Two definitions of Machine Learning are offered. Arthur Samuel described it as: “the field of study that gives computers the ability to learn without being explicitly programmed.” This is an older, informal definition.
Tom Mitchell provides a more modern definition: “A computer program is said to learn from experience E with respect to some class of tasks T and performance measure P, if its performance at tasks in T, as measured by P, improves with experience E.”
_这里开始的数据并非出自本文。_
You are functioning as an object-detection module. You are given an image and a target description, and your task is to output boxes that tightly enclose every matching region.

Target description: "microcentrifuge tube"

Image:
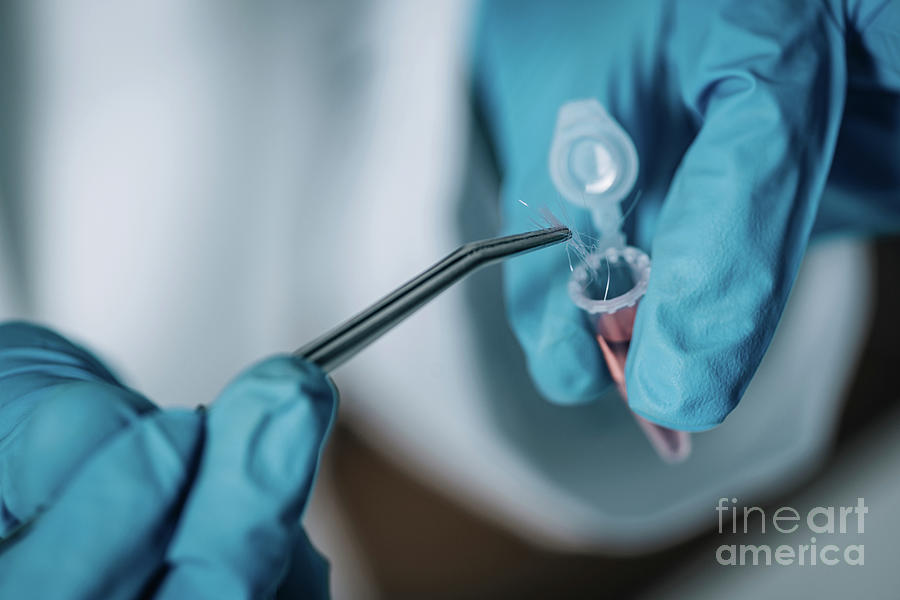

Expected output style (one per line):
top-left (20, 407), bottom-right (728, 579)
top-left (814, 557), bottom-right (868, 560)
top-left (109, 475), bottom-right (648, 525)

top-left (551, 98), bottom-right (691, 463)
top-left (569, 246), bottom-right (691, 463)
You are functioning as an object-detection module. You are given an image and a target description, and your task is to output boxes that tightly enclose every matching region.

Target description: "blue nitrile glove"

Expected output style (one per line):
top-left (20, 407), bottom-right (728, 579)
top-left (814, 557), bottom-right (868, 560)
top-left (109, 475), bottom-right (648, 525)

top-left (473, 0), bottom-right (900, 430)
top-left (0, 321), bottom-right (336, 599)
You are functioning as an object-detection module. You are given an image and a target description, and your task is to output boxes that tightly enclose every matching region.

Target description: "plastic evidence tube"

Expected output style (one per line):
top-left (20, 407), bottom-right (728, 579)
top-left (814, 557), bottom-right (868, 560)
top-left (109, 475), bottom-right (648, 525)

top-left (569, 245), bottom-right (691, 463)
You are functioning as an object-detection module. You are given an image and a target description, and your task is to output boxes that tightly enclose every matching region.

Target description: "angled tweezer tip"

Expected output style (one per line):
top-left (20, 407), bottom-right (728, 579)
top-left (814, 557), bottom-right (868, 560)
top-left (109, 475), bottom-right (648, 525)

top-left (469, 225), bottom-right (572, 263)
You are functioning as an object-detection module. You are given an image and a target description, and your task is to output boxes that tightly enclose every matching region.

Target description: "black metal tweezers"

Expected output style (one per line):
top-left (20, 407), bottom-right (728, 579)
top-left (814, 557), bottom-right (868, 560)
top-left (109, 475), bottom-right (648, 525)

top-left (295, 226), bottom-right (571, 371)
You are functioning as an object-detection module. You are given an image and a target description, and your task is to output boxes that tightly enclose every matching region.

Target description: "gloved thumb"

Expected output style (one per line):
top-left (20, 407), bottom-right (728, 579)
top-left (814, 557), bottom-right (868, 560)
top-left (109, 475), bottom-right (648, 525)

top-left (626, 0), bottom-right (846, 429)
top-left (154, 355), bottom-right (338, 599)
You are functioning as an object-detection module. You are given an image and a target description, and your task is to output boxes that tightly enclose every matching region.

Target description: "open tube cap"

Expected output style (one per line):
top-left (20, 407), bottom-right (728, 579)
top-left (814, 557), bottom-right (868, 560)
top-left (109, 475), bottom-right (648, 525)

top-left (549, 99), bottom-right (639, 211)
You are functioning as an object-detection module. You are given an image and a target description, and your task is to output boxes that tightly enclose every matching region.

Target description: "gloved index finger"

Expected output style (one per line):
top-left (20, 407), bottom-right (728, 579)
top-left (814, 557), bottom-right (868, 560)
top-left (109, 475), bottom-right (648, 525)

top-left (0, 321), bottom-right (152, 445)
top-left (0, 321), bottom-right (124, 393)
top-left (0, 410), bottom-right (204, 599)
top-left (625, 1), bottom-right (848, 430)
top-left (0, 322), bottom-right (156, 535)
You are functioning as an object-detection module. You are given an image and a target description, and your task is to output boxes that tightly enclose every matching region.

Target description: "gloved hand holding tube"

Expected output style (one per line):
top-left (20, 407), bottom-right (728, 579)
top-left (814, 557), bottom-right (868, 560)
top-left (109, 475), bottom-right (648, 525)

top-left (473, 0), bottom-right (900, 434)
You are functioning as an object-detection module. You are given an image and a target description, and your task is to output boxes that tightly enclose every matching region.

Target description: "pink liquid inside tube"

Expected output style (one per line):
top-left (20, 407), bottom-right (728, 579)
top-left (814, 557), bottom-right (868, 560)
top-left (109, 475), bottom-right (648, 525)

top-left (570, 246), bottom-right (691, 463)
top-left (595, 303), bottom-right (691, 463)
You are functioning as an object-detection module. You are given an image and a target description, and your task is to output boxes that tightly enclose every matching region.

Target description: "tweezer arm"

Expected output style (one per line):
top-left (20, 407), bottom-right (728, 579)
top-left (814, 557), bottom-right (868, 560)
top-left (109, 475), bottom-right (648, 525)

top-left (295, 226), bottom-right (570, 372)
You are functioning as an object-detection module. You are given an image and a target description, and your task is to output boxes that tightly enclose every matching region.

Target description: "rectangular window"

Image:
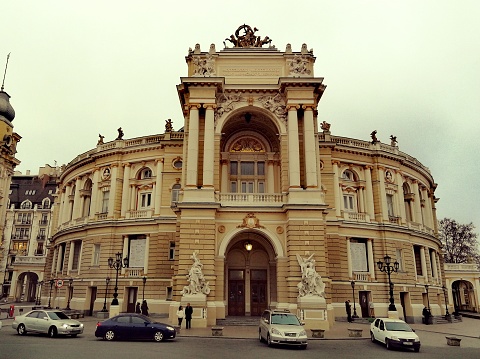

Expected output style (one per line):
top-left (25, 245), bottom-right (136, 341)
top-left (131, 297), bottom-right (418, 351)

top-left (169, 241), bottom-right (175, 260)
top-left (230, 161), bottom-right (238, 176)
top-left (386, 194), bottom-right (394, 216)
top-left (257, 162), bottom-right (265, 176)
top-left (166, 287), bottom-right (173, 300)
top-left (258, 182), bottom-right (265, 193)
top-left (93, 244), bottom-right (101, 266)
top-left (343, 195), bottom-right (355, 211)
top-left (241, 181), bottom-right (254, 193)
top-left (101, 191), bottom-right (110, 213)
top-left (396, 248), bottom-right (404, 272)
top-left (35, 243), bottom-right (44, 256)
top-left (230, 181), bottom-right (237, 193)
top-left (140, 193), bottom-right (152, 208)
top-left (72, 241), bottom-right (82, 270)
top-left (414, 246), bottom-right (422, 276)
top-left (241, 162), bottom-right (254, 175)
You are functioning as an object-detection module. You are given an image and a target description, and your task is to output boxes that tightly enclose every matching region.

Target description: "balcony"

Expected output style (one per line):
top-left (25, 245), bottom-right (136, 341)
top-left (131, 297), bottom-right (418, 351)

top-left (95, 213), bottom-right (108, 221)
top-left (353, 272), bottom-right (371, 282)
top-left (125, 268), bottom-right (144, 277)
top-left (216, 193), bottom-right (286, 207)
top-left (343, 212), bottom-right (370, 222)
top-left (126, 209), bottom-right (153, 219)
top-left (11, 256), bottom-right (46, 266)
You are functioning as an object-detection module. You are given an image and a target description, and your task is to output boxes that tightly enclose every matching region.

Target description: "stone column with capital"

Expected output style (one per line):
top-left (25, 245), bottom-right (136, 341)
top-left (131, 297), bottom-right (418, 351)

top-left (202, 104), bottom-right (215, 188)
top-left (287, 105), bottom-right (300, 188)
top-left (107, 165), bottom-right (118, 218)
top-left (186, 104), bottom-right (200, 188)
top-left (302, 105), bottom-right (318, 188)
top-left (364, 165), bottom-right (375, 219)
top-left (332, 161), bottom-right (341, 217)
top-left (72, 177), bottom-right (83, 220)
top-left (120, 164), bottom-right (131, 217)
top-left (154, 160), bottom-right (164, 216)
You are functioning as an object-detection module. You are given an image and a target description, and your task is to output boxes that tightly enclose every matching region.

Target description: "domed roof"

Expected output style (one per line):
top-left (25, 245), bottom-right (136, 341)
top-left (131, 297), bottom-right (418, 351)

top-left (0, 91), bottom-right (15, 123)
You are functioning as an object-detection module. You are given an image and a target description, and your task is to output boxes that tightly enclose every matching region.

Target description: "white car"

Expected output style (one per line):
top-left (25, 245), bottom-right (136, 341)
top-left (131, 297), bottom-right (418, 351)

top-left (370, 318), bottom-right (420, 352)
top-left (259, 309), bottom-right (307, 349)
top-left (12, 309), bottom-right (84, 338)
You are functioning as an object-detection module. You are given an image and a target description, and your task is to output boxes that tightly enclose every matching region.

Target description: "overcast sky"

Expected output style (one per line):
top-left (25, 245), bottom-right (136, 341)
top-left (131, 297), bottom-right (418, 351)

top-left (2, 1), bottom-right (479, 234)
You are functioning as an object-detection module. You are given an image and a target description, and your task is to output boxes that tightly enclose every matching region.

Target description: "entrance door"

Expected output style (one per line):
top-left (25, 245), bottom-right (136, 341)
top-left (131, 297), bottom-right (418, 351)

top-left (127, 287), bottom-right (138, 313)
top-left (89, 287), bottom-right (97, 316)
top-left (228, 270), bottom-right (245, 316)
top-left (359, 291), bottom-right (369, 318)
top-left (250, 270), bottom-right (267, 316)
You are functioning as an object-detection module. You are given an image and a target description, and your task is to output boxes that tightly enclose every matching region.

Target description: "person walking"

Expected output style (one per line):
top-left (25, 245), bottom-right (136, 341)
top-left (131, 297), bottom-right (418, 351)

top-left (141, 300), bottom-right (149, 316)
top-left (135, 302), bottom-right (141, 314)
top-left (176, 305), bottom-right (185, 328)
top-left (185, 303), bottom-right (193, 329)
top-left (345, 300), bottom-right (352, 322)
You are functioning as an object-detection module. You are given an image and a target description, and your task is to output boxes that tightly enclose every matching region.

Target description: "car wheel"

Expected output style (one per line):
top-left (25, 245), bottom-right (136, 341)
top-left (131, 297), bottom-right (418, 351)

top-left (48, 326), bottom-right (58, 338)
top-left (71, 334), bottom-right (78, 338)
top-left (267, 333), bottom-right (273, 347)
top-left (385, 338), bottom-right (391, 350)
top-left (104, 330), bottom-right (115, 341)
top-left (17, 324), bottom-right (27, 335)
top-left (414, 347), bottom-right (420, 353)
top-left (300, 345), bottom-right (307, 350)
top-left (154, 331), bottom-right (164, 342)
top-left (259, 330), bottom-right (264, 342)
top-left (370, 331), bottom-right (376, 343)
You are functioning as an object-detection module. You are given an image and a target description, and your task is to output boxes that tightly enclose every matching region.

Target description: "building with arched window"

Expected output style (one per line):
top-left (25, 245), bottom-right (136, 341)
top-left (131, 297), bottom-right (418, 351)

top-left (42, 26), bottom-right (450, 327)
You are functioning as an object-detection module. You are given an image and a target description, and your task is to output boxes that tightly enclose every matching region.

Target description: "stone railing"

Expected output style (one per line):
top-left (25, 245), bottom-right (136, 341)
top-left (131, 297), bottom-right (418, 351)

top-left (354, 272), bottom-right (371, 282)
top-left (217, 193), bottom-right (286, 207)
top-left (125, 268), bottom-right (144, 277)
top-left (126, 209), bottom-right (153, 219)
top-left (343, 212), bottom-right (369, 222)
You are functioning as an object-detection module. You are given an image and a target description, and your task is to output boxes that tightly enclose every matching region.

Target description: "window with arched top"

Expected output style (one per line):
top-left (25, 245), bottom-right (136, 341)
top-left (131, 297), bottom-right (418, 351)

top-left (20, 200), bottom-right (32, 209)
top-left (82, 179), bottom-right (93, 217)
top-left (138, 168), bottom-right (152, 180)
top-left (340, 168), bottom-right (360, 214)
top-left (342, 169), bottom-right (356, 181)
top-left (42, 198), bottom-right (51, 209)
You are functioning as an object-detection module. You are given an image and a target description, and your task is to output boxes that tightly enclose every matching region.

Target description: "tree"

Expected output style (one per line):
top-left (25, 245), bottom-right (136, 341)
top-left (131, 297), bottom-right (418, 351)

top-left (439, 218), bottom-right (480, 266)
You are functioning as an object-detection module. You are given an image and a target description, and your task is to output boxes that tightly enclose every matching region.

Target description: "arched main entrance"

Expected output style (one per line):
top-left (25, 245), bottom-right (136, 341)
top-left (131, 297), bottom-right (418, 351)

top-left (14, 272), bottom-right (39, 302)
top-left (225, 230), bottom-right (277, 316)
top-left (452, 280), bottom-right (477, 313)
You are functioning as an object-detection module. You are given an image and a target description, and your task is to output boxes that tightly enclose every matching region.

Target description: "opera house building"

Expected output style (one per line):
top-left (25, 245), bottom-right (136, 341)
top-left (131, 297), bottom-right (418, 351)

top-left (43, 26), bottom-right (446, 328)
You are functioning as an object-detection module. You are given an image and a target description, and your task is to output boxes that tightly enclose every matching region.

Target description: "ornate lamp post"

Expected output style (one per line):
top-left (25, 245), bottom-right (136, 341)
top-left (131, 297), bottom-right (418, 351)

top-left (376, 255), bottom-right (399, 311)
top-left (108, 252), bottom-right (129, 305)
top-left (142, 276), bottom-right (147, 301)
top-left (442, 285), bottom-right (450, 318)
top-left (47, 279), bottom-right (55, 309)
top-left (102, 277), bottom-right (110, 312)
top-left (35, 280), bottom-right (44, 305)
top-left (424, 284), bottom-right (430, 311)
top-left (66, 278), bottom-right (73, 310)
top-left (350, 280), bottom-right (358, 318)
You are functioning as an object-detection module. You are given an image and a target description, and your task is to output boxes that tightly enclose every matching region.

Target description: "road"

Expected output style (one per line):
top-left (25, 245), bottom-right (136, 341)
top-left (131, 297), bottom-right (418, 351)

top-left (1, 327), bottom-right (480, 359)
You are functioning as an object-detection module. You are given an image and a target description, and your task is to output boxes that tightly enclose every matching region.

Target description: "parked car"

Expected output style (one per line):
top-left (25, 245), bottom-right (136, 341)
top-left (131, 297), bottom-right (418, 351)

top-left (12, 309), bottom-right (84, 338)
top-left (370, 318), bottom-right (420, 352)
top-left (259, 309), bottom-right (307, 349)
top-left (95, 313), bottom-right (176, 342)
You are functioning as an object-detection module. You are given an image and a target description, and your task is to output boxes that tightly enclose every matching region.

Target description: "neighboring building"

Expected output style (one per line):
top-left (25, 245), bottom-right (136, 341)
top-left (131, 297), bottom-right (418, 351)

top-left (444, 263), bottom-right (480, 314)
top-left (0, 165), bottom-right (59, 300)
top-left (44, 26), bottom-right (446, 326)
top-left (0, 84), bottom-right (22, 299)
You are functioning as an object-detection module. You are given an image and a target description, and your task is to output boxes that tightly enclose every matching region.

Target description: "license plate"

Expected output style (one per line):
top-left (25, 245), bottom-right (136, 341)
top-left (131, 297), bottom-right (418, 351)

top-left (403, 342), bottom-right (413, 346)
top-left (286, 338), bottom-right (297, 342)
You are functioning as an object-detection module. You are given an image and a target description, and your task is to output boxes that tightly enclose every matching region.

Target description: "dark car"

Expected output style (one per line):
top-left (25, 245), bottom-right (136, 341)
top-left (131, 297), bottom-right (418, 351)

top-left (95, 313), bottom-right (176, 342)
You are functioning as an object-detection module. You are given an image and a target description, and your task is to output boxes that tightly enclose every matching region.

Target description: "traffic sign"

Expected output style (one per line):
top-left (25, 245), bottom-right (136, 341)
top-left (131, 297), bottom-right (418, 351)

top-left (56, 279), bottom-right (64, 288)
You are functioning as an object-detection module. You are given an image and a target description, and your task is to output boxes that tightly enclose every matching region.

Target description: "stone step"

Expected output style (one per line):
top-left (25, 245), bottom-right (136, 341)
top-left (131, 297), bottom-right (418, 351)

top-left (216, 316), bottom-right (260, 326)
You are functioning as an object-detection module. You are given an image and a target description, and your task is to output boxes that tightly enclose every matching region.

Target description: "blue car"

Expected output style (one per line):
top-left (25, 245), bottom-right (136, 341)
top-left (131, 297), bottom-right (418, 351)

top-left (95, 313), bottom-right (176, 342)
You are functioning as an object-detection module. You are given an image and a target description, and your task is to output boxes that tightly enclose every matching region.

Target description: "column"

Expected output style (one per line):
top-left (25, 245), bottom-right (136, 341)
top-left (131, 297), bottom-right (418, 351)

top-left (358, 186), bottom-right (365, 213)
top-left (423, 188), bottom-right (433, 229)
top-left (347, 239), bottom-right (352, 278)
top-left (377, 166), bottom-right (389, 221)
top-left (120, 164), bottom-right (131, 217)
top-left (202, 104), bottom-right (215, 187)
top-left (68, 241), bottom-right (75, 274)
top-left (420, 246), bottom-right (429, 283)
top-left (72, 177), bottom-right (83, 220)
top-left (332, 161), bottom-right (341, 217)
top-left (220, 159), bottom-right (228, 193)
top-left (107, 165), bottom-right (118, 218)
top-left (302, 105), bottom-right (317, 188)
top-left (287, 105), bottom-right (300, 188)
top-left (62, 185), bottom-right (72, 223)
top-left (267, 160), bottom-right (275, 193)
top-left (367, 239), bottom-right (375, 280)
top-left (90, 169), bottom-right (100, 219)
top-left (154, 160), bottom-right (164, 215)
top-left (431, 250), bottom-right (438, 282)
top-left (130, 185), bottom-right (136, 211)
top-left (397, 172), bottom-right (407, 224)
top-left (57, 188), bottom-right (66, 224)
top-left (186, 104), bottom-right (200, 188)
top-left (412, 181), bottom-right (422, 223)
top-left (364, 166), bottom-right (375, 219)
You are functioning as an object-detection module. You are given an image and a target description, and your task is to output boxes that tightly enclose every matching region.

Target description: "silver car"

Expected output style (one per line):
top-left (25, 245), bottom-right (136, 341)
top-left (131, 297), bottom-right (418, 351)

top-left (12, 309), bottom-right (84, 338)
top-left (259, 309), bottom-right (307, 349)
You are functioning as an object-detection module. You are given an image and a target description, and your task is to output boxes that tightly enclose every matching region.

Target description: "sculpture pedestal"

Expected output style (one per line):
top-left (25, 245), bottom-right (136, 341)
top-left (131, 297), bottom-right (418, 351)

top-left (181, 294), bottom-right (207, 328)
top-left (297, 295), bottom-right (329, 330)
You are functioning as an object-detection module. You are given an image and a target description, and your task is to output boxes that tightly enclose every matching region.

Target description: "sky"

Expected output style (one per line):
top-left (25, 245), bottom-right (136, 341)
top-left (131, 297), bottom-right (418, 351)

top-left (2, 1), bottom-right (479, 234)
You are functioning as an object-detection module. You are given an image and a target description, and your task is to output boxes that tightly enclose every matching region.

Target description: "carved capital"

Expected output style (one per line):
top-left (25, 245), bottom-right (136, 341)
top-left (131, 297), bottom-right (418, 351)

top-left (302, 104), bottom-right (315, 111)
top-left (203, 103), bottom-right (217, 110)
top-left (286, 104), bottom-right (300, 111)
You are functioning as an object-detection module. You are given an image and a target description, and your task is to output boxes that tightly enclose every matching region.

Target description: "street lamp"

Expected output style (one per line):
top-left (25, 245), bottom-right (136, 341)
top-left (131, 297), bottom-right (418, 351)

top-left (35, 280), bottom-right (44, 305)
top-left (102, 277), bottom-right (110, 312)
top-left (424, 284), bottom-right (430, 311)
top-left (442, 285), bottom-right (450, 318)
top-left (350, 280), bottom-right (358, 318)
top-left (47, 279), bottom-right (55, 309)
top-left (142, 276), bottom-right (147, 301)
top-left (108, 252), bottom-right (129, 305)
top-left (376, 255), bottom-right (399, 311)
top-left (66, 278), bottom-right (73, 310)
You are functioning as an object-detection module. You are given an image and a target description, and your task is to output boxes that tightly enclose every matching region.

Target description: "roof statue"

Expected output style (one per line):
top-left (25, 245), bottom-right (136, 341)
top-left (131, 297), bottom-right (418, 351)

top-left (165, 119), bottom-right (173, 132)
top-left (224, 24), bottom-right (272, 48)
top-left (116, 127), bottom-right (124, 140)
top-left (97, 134), bottom-right (105, 145)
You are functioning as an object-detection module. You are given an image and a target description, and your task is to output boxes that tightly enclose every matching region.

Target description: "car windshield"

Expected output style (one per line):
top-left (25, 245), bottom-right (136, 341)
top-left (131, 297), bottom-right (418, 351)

top-left (385, 322), bottom-right (413, 332)
top-left (271, 314), bottom-right (301, 325)
top-left (47, 311), bottom-right (70, 320)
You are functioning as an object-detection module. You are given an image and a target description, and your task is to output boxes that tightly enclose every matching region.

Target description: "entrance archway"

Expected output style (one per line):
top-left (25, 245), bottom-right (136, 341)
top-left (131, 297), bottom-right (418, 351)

top-left (15, 272), bottom-right (39, 302)
top-left (225, 230), bottom-right (277, 316)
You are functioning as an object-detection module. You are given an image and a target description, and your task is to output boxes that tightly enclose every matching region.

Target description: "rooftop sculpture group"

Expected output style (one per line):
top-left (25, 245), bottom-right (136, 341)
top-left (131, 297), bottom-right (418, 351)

top-left (224, 24), bottom-right (272, 48)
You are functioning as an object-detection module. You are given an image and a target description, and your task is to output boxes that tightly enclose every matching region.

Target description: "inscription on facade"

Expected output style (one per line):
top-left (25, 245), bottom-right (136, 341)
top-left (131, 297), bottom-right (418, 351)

top-left (220, 67), bottom-right (282, 77)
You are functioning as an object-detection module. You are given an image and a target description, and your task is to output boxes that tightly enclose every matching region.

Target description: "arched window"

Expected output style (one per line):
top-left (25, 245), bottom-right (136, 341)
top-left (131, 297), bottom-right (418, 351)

top-left (340, 169), bottom-right (360, 213)
top-left (138, 167), bottom-right (152, 180)
top-left (21, 200), bottom-right (32, 209)
top-left (342, 169), bottom-right (356, 181)
top-left (42, 198), bottom-right (51, 209)
top-left (82, 179), bottom-right (93, 217)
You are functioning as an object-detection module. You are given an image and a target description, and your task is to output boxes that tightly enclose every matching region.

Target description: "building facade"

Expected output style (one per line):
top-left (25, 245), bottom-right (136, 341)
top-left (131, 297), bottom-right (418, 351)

top-left (43, 26), bottom-right (448, 326)
top-left (0, 166), bottom-right (59, 301)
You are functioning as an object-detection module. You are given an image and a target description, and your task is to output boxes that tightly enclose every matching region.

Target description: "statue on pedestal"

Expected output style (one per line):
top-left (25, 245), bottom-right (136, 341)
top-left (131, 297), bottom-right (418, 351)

top-left (296, 253), bottom-right (325, 297)
top-left (181, 251), bottom-right (210, 296)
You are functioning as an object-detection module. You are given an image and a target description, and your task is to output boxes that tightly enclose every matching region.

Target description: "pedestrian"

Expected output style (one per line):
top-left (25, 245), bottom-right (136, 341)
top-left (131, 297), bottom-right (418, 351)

top-left (345, 300), bottom-right (352, 322)
top-left (422, 306), bottom-right (430, 325)
top-left (135, 302), bottom-right (141, 314)
top-left (141, 300), bottom-right (149, 316)
top-left (176, 305), bottom-right (185, 328)
top-left (185, 302), bottom-right (193, 329)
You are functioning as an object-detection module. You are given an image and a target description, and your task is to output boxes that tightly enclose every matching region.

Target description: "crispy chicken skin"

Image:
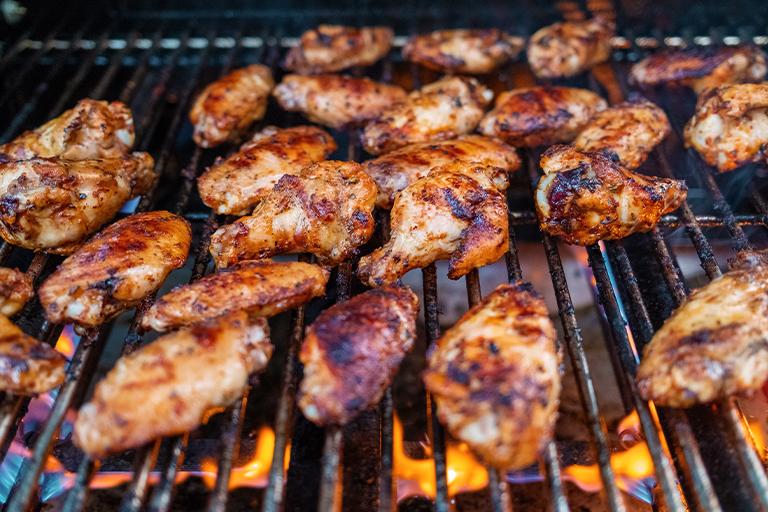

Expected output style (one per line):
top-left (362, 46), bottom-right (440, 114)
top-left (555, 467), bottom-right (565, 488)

top-left (423, 282), bottom-right (561, 471)
top-left (535, 145), bottom-right (687, 246)
top-left (0, 99), bottom-right (134, 163)
top-left (142, 260), bottom-right (329, 332)
top-left (684, 83), bottom-right (768, 172)
top-left (299, 286), bottom-right (418, 426)
top-left (284, 25), bottom-right (393, 74)
top-left (479, 86), bottom-right (607, 147)
top-left (210, 161), bottom-right (376, 268)
top-left (402, 29), bottom-right (522, 74)
top-left (197, 125), bottom-right (336, 215)
top-left (0, 268), bottom-right (33, 317)
top-left (361, 76), bottom-right (493, 155)
top-left (573, 97), bottom-right (670, 169)
top-left (637, 250), bottom-right (768, 407)
top-left (0, 153), bottom-right (156, 254)
top-left (0, 315), bottom-right (66, 395)
top-left (189, 64), bottom-right (275, 148)
top-left (363, 135), bottom-right (520, 209)
top-left (39, 211), bottom-right (191, 327)
top-left (273, 74), bottom-right (407, 129)
top-left (629, 45), bottom-right (767, 94)
top-left (74, 312), bottom-right (271, 458)
top-left (358, 163), bottom-right (509, 287)
top-left (527, 17), bottom-right (614, 79)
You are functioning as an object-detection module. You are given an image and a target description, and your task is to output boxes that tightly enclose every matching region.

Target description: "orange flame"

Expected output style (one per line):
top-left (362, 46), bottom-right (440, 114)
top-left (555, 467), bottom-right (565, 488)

top-left (54, 327), bottom-right (77, 359)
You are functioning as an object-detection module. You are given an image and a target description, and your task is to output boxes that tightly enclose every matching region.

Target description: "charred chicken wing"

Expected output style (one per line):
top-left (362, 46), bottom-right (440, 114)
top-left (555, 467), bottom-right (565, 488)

top-left (402, 29), bottom-right (522, 74)
top-left (0, 268), bottom-right (33, 316)
top-left (284, 25), bottom-right (393, 74)
top-left (0, 315), bottom-right (66, 395)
Example: playing checkers.
E = the experience of playing many games of checkers
T = the task of playing checkers.
P = the probability that the program will win the next game.
In general, any machine learning problem can be assigned to one of two broad classifications: Supervised learning and Unsupervised learning.
监督学习
监督学习从给定的训练数据集中学习出一个函数,当新的数据到来时,可以根据这个函数预测结果。
监督学习的训练集要求是包括输入和输出,也可以说是特征和目标。训练集中的目标是由人标注的。
常见的监督学习算法包括回归分析和统计分类。
回归分析(连续)
房价预测
统计分类(离散)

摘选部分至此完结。